U.S. chopper crashes in RP, no survivors yet
U.S. chopper crashes in RP, no survivors yet
Pedro Uchi, Reuters, Dumaguete, Philippines
Three American soldiers were killed when their special forces helicopter involved in anti-terrorist training exercises crashed in the sea in the southern Philippines on Friday, officials said.
Seven others were listed as unaccounted for and rescuers said hopes of finding any of them alive were fading.
The MH-47 Chinook helicopter, with eight crew and two other soldiers on board, went down during a night flight in the Bohol Strait some 660 km (410 miles) south of Manila, said Brig. Gen. Donald Wurster, special forces chief of the U.S. Pacific Command.
The victims were the first casualties in what is viewed as the second front of Washington's stepped-up war against terror. Some 660 U.S. soldiers are in the southern Philippines to help train the local military to fight Moro guerrillas linked to Osama bin Laden.
Philippine officials had earlier said two, perhaps three, people had been plucked alive from the sea, but Wurster said the other seven were still unaccounted for.
"We of course hope they are alive and we are doing everything we can to try and find them," he told reporters in Zamboanga, the headquarters of the Philippine military's southern command.
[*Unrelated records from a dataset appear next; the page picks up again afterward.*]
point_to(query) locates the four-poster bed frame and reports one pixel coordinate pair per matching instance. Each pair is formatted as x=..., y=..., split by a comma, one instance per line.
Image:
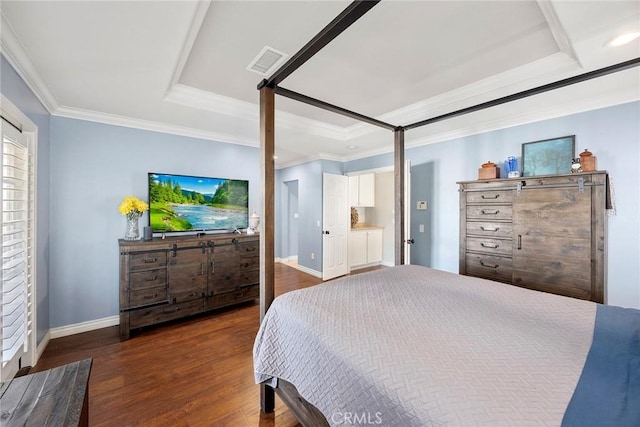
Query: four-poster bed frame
x=269, y=88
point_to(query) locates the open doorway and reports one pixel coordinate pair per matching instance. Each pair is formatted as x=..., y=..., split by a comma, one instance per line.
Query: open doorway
x=292, y=223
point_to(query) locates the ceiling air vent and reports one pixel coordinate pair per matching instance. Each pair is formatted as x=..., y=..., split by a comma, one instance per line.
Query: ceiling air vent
x=267, y=61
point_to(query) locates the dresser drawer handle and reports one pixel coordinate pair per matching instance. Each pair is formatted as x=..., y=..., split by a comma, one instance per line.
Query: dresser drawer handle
x=487, y=265
x=489, y=245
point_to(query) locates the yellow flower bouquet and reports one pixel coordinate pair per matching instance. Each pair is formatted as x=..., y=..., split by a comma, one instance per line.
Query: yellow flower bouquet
x=132, y=208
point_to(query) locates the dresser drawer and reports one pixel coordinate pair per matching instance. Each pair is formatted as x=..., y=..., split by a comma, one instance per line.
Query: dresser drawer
x=249, y=263
x=163, y=313
x=249, y=249
x=248, y=277
x=188, y=292
x=489, y=267
x=247, y=293
x=144, y=260
x=142, y=297
x=224, y=251
x=490, y=229
x=491, y=246
x=148, y=278
x=490, y=212
x=484, y=197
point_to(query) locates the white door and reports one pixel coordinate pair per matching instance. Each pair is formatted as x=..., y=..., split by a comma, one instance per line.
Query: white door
x=407, y=212
x=336, y=222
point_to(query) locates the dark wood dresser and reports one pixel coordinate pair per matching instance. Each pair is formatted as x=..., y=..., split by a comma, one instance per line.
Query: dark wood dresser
x=167, y=279
x=545, y=233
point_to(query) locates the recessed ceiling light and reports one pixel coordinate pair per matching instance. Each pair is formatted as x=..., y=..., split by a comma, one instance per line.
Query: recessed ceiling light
x=624, y=39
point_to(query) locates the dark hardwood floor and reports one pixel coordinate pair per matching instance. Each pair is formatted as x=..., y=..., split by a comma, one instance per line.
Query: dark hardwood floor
x=194, y=372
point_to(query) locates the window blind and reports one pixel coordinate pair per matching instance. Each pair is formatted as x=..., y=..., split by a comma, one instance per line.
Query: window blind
x=16, y=271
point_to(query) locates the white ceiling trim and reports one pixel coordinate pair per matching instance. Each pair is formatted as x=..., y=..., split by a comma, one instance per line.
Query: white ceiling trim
x=198, y=18
x=112, y=119
x=13, y=50
x=197, y=98
x=557, y=29
x=550, y=112
x=552, y=68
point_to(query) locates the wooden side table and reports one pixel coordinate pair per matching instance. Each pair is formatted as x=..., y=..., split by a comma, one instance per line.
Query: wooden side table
x=56, y=397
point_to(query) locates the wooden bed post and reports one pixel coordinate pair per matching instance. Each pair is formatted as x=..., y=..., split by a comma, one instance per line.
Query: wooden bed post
x=267, y=238
x=398, y=167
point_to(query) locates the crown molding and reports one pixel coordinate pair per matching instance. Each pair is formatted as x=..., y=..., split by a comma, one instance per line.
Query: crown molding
x=113, y=119
x=204, y=100
x=12, y=49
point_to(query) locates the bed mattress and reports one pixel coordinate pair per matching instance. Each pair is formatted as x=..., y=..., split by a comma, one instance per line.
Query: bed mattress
x=413, y=346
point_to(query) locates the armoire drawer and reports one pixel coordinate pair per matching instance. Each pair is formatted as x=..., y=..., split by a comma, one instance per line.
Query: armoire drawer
x=148, y=278
x=246, y=293
x=490, y=246
x=145, y=260
x=148, y=296
x=489, y=267
x=163, y=313
x=490, y=229
x=490, y=212
x=496, y=196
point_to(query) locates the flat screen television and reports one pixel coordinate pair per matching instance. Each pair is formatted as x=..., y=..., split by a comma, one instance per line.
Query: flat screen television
x=180, y=203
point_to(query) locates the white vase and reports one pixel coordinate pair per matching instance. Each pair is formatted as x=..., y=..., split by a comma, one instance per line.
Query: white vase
x=133, y=229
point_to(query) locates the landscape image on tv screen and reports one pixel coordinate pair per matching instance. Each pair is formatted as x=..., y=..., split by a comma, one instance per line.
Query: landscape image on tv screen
x=192, y=203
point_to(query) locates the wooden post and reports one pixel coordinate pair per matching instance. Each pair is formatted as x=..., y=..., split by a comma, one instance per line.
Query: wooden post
x=398, y=167
x=267, y=236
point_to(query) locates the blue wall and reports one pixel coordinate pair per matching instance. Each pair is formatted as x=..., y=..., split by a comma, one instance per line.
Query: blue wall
x=612, y=134
x=85, y=168
x=15, y=89
x=94, y=166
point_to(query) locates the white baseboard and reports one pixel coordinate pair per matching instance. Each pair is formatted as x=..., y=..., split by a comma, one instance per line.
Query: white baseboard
x=41, y=347
x=310, y=271
x=78, y=328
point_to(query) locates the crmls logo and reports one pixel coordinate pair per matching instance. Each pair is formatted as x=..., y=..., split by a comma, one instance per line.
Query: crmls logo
x=357, y=418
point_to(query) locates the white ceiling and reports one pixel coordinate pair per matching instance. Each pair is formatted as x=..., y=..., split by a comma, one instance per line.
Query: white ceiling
x=180, y=67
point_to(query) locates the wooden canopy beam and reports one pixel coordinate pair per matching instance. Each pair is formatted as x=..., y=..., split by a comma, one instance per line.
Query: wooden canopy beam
x=351, y=14
x=267, y=226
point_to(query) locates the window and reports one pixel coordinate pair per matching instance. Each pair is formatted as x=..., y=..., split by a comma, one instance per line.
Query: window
x=17, y=243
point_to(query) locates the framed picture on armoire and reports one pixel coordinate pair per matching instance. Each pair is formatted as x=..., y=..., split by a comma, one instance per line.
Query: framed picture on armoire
x=548, y=156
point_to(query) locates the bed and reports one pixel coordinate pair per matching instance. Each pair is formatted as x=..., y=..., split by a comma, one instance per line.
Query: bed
x=413, y=346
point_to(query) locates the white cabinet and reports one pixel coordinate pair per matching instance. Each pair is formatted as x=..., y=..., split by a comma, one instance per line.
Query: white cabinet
x=365, y=247
x=362, y=190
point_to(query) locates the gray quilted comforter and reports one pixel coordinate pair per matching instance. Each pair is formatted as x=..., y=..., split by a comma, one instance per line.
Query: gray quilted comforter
x=412, y=346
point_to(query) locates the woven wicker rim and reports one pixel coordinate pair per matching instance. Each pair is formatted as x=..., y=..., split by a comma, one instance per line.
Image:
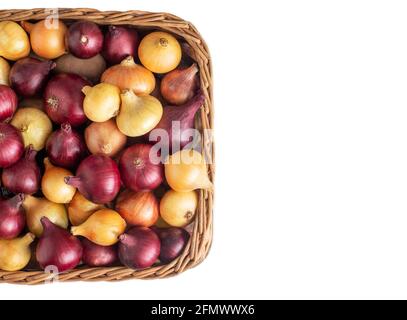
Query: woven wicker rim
x=201, y=239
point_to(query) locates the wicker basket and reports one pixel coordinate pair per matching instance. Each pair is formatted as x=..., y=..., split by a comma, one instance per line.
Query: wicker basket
x=201, y=239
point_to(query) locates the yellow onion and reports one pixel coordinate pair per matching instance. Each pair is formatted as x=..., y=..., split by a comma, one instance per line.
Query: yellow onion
x=102, y=102
x=15, y=254
x=160, y=52
x=103, y=227
x=53, y=184
x=186, y=170
x=178, y=208
x=129, y=75
x=138, y=114
x=80, y=209
x=105, y=138
x=35, y=126
x=36, y=208
x=47, y=37
x=14, y=43
x=4, y=72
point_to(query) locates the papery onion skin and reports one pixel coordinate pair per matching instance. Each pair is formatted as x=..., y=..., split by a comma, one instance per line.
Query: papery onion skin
x=131, y=76
x=11, y=145
x=90, y=69
x=34, y=125
x=138, y=209
x=14, y=42
x=29, y=75
x=53, y=184
x=104, y=138
x=80, y=209
x=138, y=171
x=66, y=147
x=103, y=227
x=139, y=248
x=178, y=208
x=24, y=176
x=57, y=247
x=36, y=208
x=12, y=217
x=179, y=86
x=98, y=256
x=84, y=39
x=120, y=42
x=47, y=37
x=160, y=52
x=173, y=243
x=15, y=254
x=97, y=179
x=8, y=102
x=63, y=99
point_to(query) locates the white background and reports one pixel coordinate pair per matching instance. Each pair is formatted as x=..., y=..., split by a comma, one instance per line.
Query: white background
x=311, y=119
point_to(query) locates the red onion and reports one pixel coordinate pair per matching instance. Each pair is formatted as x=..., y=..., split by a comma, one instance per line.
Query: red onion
x=63, y=99
x=11, y=145
x=120, y=42
x=57, y=247
x=95, y=255
x=66, y=147
x=137, y=171
x=24, y=176
x=139, y=248
x=84, y=39
x=8, y=102
x=12, y=217
x=97, y=179
x=28, y=76
x=177, y=120
x=173, y=243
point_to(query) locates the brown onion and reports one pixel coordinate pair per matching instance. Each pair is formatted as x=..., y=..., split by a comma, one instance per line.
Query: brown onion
x=138, y=209
x=105, y=138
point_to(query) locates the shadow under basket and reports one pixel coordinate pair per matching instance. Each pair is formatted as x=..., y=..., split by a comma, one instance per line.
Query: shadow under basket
x=201, y=231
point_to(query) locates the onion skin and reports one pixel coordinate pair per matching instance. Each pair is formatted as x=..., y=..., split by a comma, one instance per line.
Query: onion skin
x=177, y=121
x=14, y=42
x=137, y=171
x=53, y=184
x=179, y=86
x=12, y=217
x=15, y=254
x=139, y=248
x=57, y=247
x=8, y=103
x=130, y=76
x=29, y=75
x=178, y=208
x=80, y=209
x=47, y=37
x=98, y=256
x=36, y=208
x=84, y=39
x=11, y=145
x=105, y=138
x=173, y=243
x=160, y=52
x=138, y=209
x=24, y=176
x=34, y=125
x=97, y=179
x=120, y=42
x=90, y=69
x=66, y=148
x=63, y=99
x=103, y=227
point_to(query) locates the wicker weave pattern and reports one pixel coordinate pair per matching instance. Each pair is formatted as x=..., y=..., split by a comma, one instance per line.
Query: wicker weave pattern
x=201, y=239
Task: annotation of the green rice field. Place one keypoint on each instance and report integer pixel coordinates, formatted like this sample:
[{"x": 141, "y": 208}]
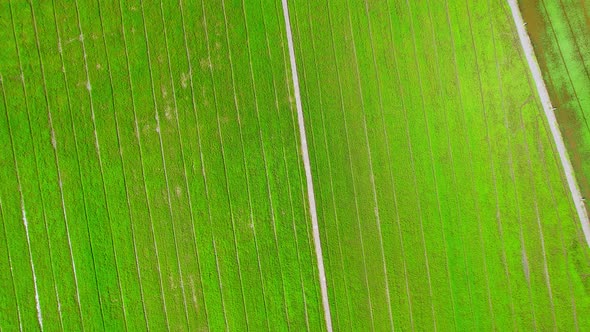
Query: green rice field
[
  {"x": 154, "y": 172},
  {"x": 559, "y": 32}
]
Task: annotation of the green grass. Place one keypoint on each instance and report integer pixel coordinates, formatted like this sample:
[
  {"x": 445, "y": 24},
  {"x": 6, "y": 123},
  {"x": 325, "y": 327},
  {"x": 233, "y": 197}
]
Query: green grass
[
  {"x": 154, "y": 149},
  {"x": 192, "y": 213},
  {"x": 558, "y": 31},
  {"x": 433, "y": 100}
]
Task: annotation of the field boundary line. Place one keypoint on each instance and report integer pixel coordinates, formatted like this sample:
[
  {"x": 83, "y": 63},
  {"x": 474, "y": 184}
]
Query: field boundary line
[
  {"x": 563, "y": 186},
  {"x": 284, "y": 154},
  {"x": 329, "y": 163},
  {"x": 307, "y": 167},
  {"x": 550, "y": 115},
  {"x": 22, "y": 199},
  {"x": 58, "y": 171}
]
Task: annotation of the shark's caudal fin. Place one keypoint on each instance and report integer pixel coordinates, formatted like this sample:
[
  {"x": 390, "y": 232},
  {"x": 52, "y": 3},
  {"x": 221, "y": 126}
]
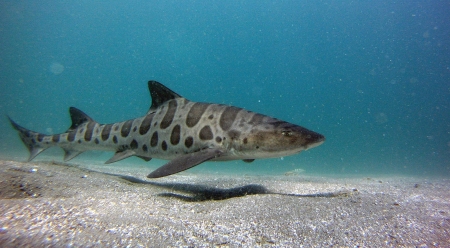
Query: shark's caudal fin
[
  {"x": 27, "y": 137},
  {"x": 38, "y": 142}
]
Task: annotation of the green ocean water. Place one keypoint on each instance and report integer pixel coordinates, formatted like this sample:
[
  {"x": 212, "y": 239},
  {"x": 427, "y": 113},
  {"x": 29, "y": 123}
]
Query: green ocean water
[{"x": 374, "y": 78}]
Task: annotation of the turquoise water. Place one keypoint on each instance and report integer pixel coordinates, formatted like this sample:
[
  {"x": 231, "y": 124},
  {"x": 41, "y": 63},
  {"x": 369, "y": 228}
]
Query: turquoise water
[{"x": 374, "y": 78}]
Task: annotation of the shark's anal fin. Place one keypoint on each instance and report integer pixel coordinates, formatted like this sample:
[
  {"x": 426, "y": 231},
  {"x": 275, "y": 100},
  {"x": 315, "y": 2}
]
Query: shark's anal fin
[
  {"x": 185, "y": 162},
  {"x": 146, "y": 159},
  {"x": 78, "y": 117},
  {"x": 160, "y": 94},
  {"x": 125, "y": 154},
  {"x": 120, "y": 155},
  {"x": 69, "y": 154}
]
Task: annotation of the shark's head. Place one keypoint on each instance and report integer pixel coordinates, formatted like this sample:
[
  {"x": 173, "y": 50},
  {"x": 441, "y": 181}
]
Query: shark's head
[{"x": 278, "y": 138}]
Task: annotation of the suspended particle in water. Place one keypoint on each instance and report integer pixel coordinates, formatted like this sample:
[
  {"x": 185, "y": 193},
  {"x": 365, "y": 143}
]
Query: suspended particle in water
[{"x": 56, "y": 68}]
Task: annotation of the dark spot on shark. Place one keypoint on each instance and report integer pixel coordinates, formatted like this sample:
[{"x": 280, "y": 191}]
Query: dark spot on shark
[
  {"x": 195, "y": 113},
  {"x": 228, "y": 116},
  {"x": 41, "y": 137},
  {"x": 89, "y": 129},
  {"x": 145, "y": 125},
  {"x": 168, "y": 117},
  {"x": 175, "y": 136},
  {"x": 206, "y": 133},
  {"x": 134, "y": 144},
  {"x": 71, "y": 136},
  {"x": 105, "y": 132},
  {"x": 126, "y": 128},
  {"x": 234, "y": 134},
  {"x": 154, "y": 139},
  {"x": 189, "y": 141}
]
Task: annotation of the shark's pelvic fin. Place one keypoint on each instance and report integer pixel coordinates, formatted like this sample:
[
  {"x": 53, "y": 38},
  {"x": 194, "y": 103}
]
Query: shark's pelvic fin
[
  {"x": 185, "y": 162},
  {"x": 120, "y": 155},
  {"x": 160, "y": 94}
]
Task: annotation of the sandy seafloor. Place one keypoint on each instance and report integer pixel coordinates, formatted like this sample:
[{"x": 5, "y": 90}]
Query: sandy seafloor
[{"x": 55, "y": 204}]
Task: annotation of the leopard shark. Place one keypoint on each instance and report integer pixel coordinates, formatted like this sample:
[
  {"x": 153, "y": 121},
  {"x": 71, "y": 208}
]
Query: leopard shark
[{"x": 185, "y": 132}]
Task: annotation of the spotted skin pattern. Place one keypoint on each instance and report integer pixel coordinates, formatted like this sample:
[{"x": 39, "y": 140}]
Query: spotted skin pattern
[{"x": 186, "y": 132}]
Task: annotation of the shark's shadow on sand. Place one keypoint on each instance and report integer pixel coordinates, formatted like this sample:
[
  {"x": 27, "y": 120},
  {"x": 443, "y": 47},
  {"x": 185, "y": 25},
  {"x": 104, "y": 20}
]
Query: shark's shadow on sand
[{"x": 198, "y": 193}]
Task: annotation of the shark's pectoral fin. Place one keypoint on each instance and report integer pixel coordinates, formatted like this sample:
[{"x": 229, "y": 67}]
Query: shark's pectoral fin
[
  {"x": 69, "y": 154},
  {"x": 185, "y": 162},
  {"x": 120, "y": 155}
]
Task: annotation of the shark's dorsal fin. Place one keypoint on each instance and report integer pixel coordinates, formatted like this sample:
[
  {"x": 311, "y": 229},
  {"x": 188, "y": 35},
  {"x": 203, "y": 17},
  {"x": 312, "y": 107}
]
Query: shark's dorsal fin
[
  {"x": 160, "y": 94},
  {"x": 78, "y": 117}
]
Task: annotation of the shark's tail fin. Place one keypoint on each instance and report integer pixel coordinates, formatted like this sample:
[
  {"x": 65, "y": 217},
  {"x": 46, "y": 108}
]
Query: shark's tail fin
[{"x": 32, "y": 140}]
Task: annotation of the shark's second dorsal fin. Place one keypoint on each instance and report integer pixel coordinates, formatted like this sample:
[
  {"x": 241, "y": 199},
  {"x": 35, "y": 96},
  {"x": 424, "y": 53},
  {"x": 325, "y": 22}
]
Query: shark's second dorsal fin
[
  {"x": 160, "y": 94},
  {"x": 78, "y": 117}
]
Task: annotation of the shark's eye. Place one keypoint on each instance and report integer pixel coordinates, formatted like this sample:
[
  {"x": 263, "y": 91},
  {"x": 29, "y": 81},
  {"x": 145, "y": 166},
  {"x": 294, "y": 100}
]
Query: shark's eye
[{"x": 287, "y": 133}]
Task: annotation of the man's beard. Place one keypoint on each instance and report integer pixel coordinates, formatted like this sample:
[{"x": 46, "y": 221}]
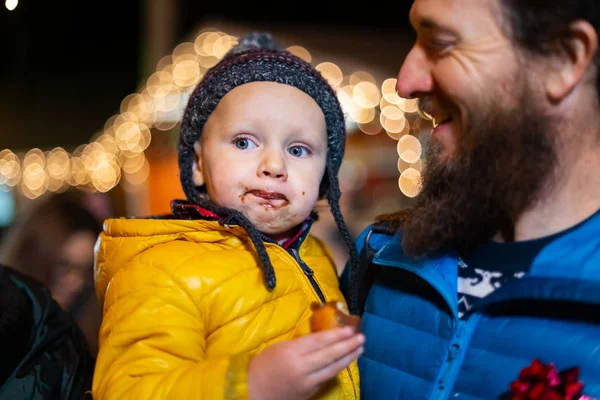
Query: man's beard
[{"x": 502, "y": 166}]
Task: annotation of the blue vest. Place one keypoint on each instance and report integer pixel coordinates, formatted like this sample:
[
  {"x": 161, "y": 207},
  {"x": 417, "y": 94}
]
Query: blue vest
[{"x": 418, "y": 348}]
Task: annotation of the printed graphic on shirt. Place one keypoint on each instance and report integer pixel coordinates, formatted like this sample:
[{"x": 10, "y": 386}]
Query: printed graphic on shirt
[{"x": 475, "y": 284}]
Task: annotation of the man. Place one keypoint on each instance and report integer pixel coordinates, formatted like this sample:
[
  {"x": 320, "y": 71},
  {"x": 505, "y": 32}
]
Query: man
[{"x": 498, "y": 262}]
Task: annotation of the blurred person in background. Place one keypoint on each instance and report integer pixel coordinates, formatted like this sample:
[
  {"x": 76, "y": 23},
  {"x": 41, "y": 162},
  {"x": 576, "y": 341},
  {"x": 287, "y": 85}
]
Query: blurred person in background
[
  {"x": 53, "y": 242},
  {"x": 44, "y": 354}
]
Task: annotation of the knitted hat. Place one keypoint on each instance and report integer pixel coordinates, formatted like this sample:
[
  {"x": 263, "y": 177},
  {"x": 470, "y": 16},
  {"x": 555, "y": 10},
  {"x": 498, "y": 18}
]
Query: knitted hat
[{"x": 257, "y": 58}]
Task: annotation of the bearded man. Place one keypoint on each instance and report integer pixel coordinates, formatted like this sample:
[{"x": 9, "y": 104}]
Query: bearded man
[{"x": 497, "y": 263}]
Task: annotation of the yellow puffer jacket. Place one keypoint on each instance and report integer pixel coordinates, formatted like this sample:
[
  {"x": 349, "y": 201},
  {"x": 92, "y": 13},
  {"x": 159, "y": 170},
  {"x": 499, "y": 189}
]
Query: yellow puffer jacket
[{"x": 185, "y": 308}]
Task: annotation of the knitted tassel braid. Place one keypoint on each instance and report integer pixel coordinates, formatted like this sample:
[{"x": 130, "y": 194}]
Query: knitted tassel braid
[
  {"x": 333, "y": 198},
  {"x": 258, "y": 58}
]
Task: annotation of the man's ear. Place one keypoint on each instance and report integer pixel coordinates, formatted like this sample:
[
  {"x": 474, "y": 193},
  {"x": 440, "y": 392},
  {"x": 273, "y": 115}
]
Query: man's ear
[
  {"x": 574, "y": 62},
  {"x": 197, "y": 175}
]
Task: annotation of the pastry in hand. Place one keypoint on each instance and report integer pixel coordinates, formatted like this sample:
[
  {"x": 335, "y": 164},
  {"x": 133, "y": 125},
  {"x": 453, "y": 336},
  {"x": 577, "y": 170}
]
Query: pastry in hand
[{"x": 332, "y": 314}]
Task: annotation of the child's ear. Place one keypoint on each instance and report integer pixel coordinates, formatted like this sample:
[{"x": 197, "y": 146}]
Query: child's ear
[{"x": 197, "y": 175}]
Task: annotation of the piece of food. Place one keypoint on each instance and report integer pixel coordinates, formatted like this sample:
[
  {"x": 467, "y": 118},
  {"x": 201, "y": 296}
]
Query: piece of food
[{"x": 330, "y": 315}]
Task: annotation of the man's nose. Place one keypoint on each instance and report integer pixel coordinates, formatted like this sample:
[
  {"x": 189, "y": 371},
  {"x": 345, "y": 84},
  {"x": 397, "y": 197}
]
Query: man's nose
[{"x": 414, "y": 77}]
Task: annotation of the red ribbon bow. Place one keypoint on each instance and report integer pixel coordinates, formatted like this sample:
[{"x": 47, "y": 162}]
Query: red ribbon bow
[{"x": 543, "y": 382}]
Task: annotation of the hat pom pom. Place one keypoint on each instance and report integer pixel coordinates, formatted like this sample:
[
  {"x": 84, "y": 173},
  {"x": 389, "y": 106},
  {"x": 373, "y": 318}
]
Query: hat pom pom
[{"x": 254, "y": 41}]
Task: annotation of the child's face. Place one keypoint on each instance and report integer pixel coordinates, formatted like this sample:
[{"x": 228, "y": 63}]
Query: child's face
[{"x": 263, "y": 152}]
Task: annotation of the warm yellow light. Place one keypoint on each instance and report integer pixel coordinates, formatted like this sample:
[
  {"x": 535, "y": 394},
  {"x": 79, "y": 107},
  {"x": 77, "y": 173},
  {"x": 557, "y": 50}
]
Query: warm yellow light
[
  {"x": 366, "y": 94},
  {"x": 11, "y": 4},
  {"x": 409, "y": 182},
  {"x": 409, "y": 149}
]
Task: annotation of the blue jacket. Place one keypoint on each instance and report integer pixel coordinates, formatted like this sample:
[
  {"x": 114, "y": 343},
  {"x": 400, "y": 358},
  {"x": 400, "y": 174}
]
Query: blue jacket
[{"x": 418, "y": 348}]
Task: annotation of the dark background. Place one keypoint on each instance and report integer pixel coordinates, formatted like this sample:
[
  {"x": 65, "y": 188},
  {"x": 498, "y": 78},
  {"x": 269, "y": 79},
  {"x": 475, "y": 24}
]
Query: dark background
[{"x": 66, "y": 65}]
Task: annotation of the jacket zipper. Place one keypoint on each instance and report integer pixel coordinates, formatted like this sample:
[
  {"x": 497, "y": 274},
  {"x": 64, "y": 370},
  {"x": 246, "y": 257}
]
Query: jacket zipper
[{"x": 310, "y": 274}]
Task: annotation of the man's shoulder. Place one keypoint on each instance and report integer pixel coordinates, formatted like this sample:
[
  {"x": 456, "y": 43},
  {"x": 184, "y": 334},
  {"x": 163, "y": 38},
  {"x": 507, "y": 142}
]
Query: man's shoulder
[{"x": 376, "y": 236}]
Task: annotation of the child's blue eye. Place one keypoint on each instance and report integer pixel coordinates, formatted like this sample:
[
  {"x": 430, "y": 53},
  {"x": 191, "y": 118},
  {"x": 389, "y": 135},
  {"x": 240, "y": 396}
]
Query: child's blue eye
[
  {"x": 298, "y": 151},
  {"x": 244, "y": 144}
]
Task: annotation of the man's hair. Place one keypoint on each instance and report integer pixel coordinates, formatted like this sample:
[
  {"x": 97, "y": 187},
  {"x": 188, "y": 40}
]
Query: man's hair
[{"x": 541, "y": 26}]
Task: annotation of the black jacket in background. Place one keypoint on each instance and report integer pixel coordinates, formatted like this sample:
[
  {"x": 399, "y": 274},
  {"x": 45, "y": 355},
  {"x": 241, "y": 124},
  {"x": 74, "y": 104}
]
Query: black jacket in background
[{"x": 43, "y": 354}]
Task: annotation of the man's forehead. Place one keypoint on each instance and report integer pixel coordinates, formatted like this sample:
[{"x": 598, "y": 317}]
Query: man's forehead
[{"x": 456, "y": 14}]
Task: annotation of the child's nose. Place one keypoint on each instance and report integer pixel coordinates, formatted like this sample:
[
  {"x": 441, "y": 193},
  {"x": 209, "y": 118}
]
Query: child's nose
[{"x": 273, "y": 165}]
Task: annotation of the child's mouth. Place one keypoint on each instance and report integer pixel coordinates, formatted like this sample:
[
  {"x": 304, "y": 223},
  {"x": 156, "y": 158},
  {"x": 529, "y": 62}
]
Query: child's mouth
[{"x": 268, "y": 195}]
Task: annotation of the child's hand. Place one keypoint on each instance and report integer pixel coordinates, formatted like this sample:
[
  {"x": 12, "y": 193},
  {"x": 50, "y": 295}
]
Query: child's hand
[{"x": 295, "y": 369}]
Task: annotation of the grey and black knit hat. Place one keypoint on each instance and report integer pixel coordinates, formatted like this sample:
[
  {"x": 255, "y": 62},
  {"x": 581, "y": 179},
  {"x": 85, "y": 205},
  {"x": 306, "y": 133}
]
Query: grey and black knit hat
[{"x": 257, "y": 58}]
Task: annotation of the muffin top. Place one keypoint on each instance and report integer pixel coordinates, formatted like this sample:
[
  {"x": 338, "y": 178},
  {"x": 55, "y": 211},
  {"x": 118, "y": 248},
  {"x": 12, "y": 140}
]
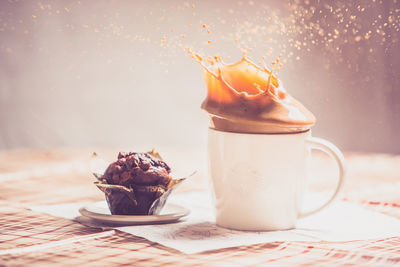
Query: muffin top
[{"x": 138, "y": 169}]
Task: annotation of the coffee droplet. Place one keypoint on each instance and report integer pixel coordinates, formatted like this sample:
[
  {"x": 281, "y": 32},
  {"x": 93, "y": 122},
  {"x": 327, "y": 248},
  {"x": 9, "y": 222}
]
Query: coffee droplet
[{"x": 244, "y": 97}]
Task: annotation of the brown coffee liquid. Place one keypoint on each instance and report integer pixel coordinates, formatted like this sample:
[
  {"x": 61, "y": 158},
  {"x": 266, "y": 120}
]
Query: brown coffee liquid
[{"x": 243, "y": 97}]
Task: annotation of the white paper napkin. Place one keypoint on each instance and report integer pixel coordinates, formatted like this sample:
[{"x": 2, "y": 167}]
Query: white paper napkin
[{"x": 340, "y": 222}]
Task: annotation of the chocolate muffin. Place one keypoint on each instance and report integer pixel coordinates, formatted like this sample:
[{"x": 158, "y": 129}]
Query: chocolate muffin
[{"x": 137, "y": 184}]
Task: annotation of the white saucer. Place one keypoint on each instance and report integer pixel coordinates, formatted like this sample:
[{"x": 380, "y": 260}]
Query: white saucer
[{"x": 99, "y": 211}]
"The search for survivors will continue until we are convinced there are none," he added.
"We had an aircraft there immediately, we had people in the water where the aircraft impacted. We are starting there and we are expanding the area of search, taking into account the current."
But Philippine officials, some of them veterans of many search operations in the choppy seas of the archipelago, held out little hope.
"It's providential at this point," coast guard chief Vice- Admiral Reuben Lista told Reuters. "At this point, it's up to somebody up there."
"So far, coast guard vessels scouring a diameter of 12 nautical miles from the crash site have found one tire, one wheel, one lifeboat and the nose of the helicopter."
A Reuters television and photo crew which flew over the crash site saw a big oil spill spreading out from the scene.
Other officials said some 40 fishing boats and Philippine navy and coast guard vessels had joined the search.
The giant, twin-rotor helicopter, one of two flying in tandem, had just completed a series of night flying sorties, ferrying Green Beret special forces and equipment slung under the belly to Basilan island where Filipino soldiers are battling Abu Sayyaf guerrillas, who have been linked to bin Laden's al-Qaeda.
After completing the deployment, the chopper took off from Basilan to its base in the central city of Cebu. It went down just about half an hour's flying time short of the destination, close to the town of Dumaguete.
The other helicopter reported the crash and stayed on for rescue operations. Its crew recovered the three dead bodies almost immediately.
Mystery surrounded the cause of the crash of the helicopter. Some fishermen said they heard an explosion and others said they saw the helicopter come down in flames.
"There were no reports of hostile fire," Navy Lt. Cmdr. Jeff Davis, a Pentagon spokesman, told Reuters.
Philippine National Security Adviser Roilo Golez said: "It could be human error, it could be a mechanical failure. We are not ruling out anything."
There has been considerable opposition to the U.S. deployment in the Philippines and shots were fired at a U.S. military transport plane last month, although no one was hurt.
Officials said there was low-level cloud at the time of the crash and the sea was choppy, but conditions were not unusual.
MH-47s are upgraded versions of the CH-47 Chinook troop- carrying helicopter and are configured for night operations and other work by elite soldiers. The crash would not alter schedules for the exercises, the Philippine military said.
Separately, a U.S. Navy P-3 Orion surveillance aircraft made an emergency landing at Mactan airport in the central Philippines on Friday after one of its engines failed while it was airborne, local television said.
The emergency occurred hours after a U.S. Army special forces helicopter carrying 10 U.S. military personnel crashed in the south of the country, local military officials said.
The Orion surveillance aircraft made an emergency landing at Mactan airport after suffering an engine failure while it was in the air, Manila's ANC television network said.
U.S. and Philippine officials could not be immediately reached for comment on the report.